Maka, alangkah baik dan bijaksananya jika hadiah itu berbentuk buku atau voucher pembelian buku. Orang tua dapat mengajak si anak ke toko buku dan memberikan kebebasan kepada anak untuk memilih buku yang disukainya. Dengan demikian, buku dapat menjadi hadiah yang sangat istimewa bagi anak.
Lima, berlangganan media cetak. Setiap keluarga hendaknya berlangganan minimal sebuah media cetak agar dapat mengikuti perkembangan informasi dan pengetahuan.
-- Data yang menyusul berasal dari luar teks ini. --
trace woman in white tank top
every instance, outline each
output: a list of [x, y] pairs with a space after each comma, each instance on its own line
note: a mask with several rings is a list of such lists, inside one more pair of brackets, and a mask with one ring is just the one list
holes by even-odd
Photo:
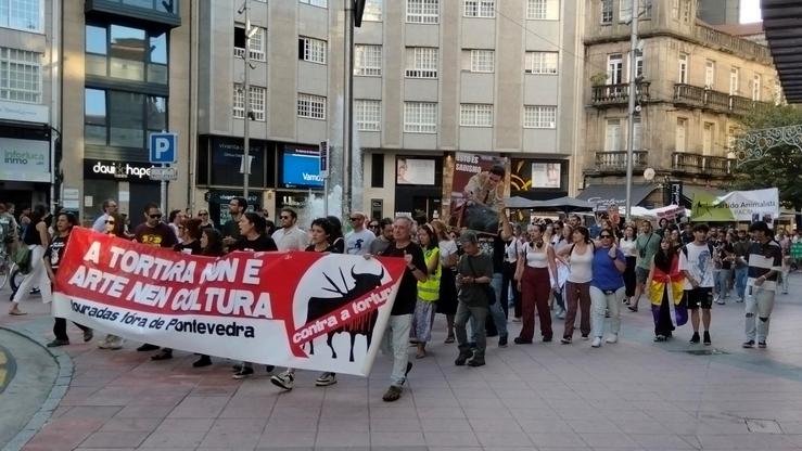
[[522, 327], [515, 337], [517, 345], [532, 344], [535, 335], [535, 312], [540, 320], [540, 334], [544, 342], [551, 342], [551, 311], [548, 308], [549, 292], [555, 286], [551, 274], [557, 274], [555, 250], [544, 241], [545, 228], [530, 226], [530, 242], [523, 246], [518, 259], [515, 280], [521, 291]]
[[574, 230], [573, 244], [563, 247], [558, 253], [569, 266], [570, 272], [565, 282], [565, 328], [560, 340], [569, 345], [574, 336], [574, 322], [576, 310], [580, 315], [580, 332], [582, 339], [587, 339], [590, 334], [590, 280], [593, 279], [594, 244], [590, 241], [590, 232], [587, 228], [580, 226]]

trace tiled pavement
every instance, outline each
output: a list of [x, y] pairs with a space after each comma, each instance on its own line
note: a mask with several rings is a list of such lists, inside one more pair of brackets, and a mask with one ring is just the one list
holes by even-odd
[[[152, 362], [136, 344], [101, 351], [71, 330], [74, 345], [62, 349], [74, 378], [24, 449], [802, 449], [802, 275], [791, 283], [795, 294], [778, 297], [765, 350], [740, 348], [741, 304], [714, 306], [712, 348], [721, 352], [701, 356], [685, 352], [705, 349], [688, 345], [688, 325], [673, 342], [652, 343], [641, 305], [622, 313], [616, 345], [498, 349], [491, 339], [486, 366], [456, 368], [438, 318], [431, 356], [413, 360], [409, 387], [390, 404], [381, 400], [384, 357], [369, 378], [341, 375], [318, 388], [316, 373], [300, 372], [295, 389], [279, 392], [264, 375], [232, 381], [224, 359], [201, 370], [184, 352]], [[50, 338], [47, 307], [23, 308], [31, 313], [9, 318], [2, 309], [0, 324]]]

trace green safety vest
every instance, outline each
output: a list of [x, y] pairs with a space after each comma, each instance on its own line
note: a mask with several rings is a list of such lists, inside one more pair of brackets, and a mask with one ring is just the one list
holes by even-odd
[[427, 272], [429, 271], [429, 263], [432, 259], [437, 261], [437, 270], [434, 271], [434, 274], [427, 274], [425, 282], [418, 282], [418, 297], [427, 302], [436, 302], [440, 299], [440, 274], [443, 267], [440, 265], [438, 247], [433, 247], [423, 253], [423, 260], [427, 262]]

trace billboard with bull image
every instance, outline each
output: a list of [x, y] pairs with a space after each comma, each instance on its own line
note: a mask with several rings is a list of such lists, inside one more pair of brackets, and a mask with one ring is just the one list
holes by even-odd
[[404, 269], [304, 252], [191, 256], [75, 228], [53, 314], [177, 350], [367, 375]]

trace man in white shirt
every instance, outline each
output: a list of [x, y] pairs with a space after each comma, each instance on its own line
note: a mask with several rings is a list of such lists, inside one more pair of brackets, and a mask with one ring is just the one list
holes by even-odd
[[309, 244], [309, 237], [306, 232], [301, 230], [295, 223], [298, 220], [298, 214], [290, 207], [281, 209], [279, 216], [281, 229], [272, 234], [272, 241], [279, 250], [304, 250]]
[[365, 255], [370, 248], [370, 243], [375, 240], [375, 234], [365, 229], [366, 216], [361, 211], [351, 214], [351, 224], [354, 230], [345, 235], [345, 253], [351, 255]]
[[690, 310], [690, 323], [693, 325], [691, 344], [699, 343], [699, 308], [702, 309], [704, 324], [704, 345], [710, 346], [710, 308], [713, 306], [713, 245], [708, 243], [706, 224], [693, 227], [693, 241], [679, 252], [679, 270], [685, 274], [685, 299]]
[[107, 198], [103, 201], [103, 215], [100, 215], [98, 219], [94, 220], [94, 223], [92, 224], [92, 230], [100, 233], [105, 233], [106, 230], [106, 219], [109, 219], [109, 214], [117, 212], [117, 203], [113, 198]]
Sebaiknya media cetak lokal dijadikan pilihan utama agar anak-anak mengetahui perkembangan informasi daerahnya, seperti informasi pendidikan, olahraga, pertanian, politik dan lain-lain.
Selain mendapatkan beragam informasi tadi, pembaca juga dapat memanfaatkannya untuk berlatih menulis karena setiap media cetak pasti menyediakan rubrik opini atau gagasan. Rubrik ini memang disediakan bagi pembaca agar mengisinya berdasarkan kajian keilmuah.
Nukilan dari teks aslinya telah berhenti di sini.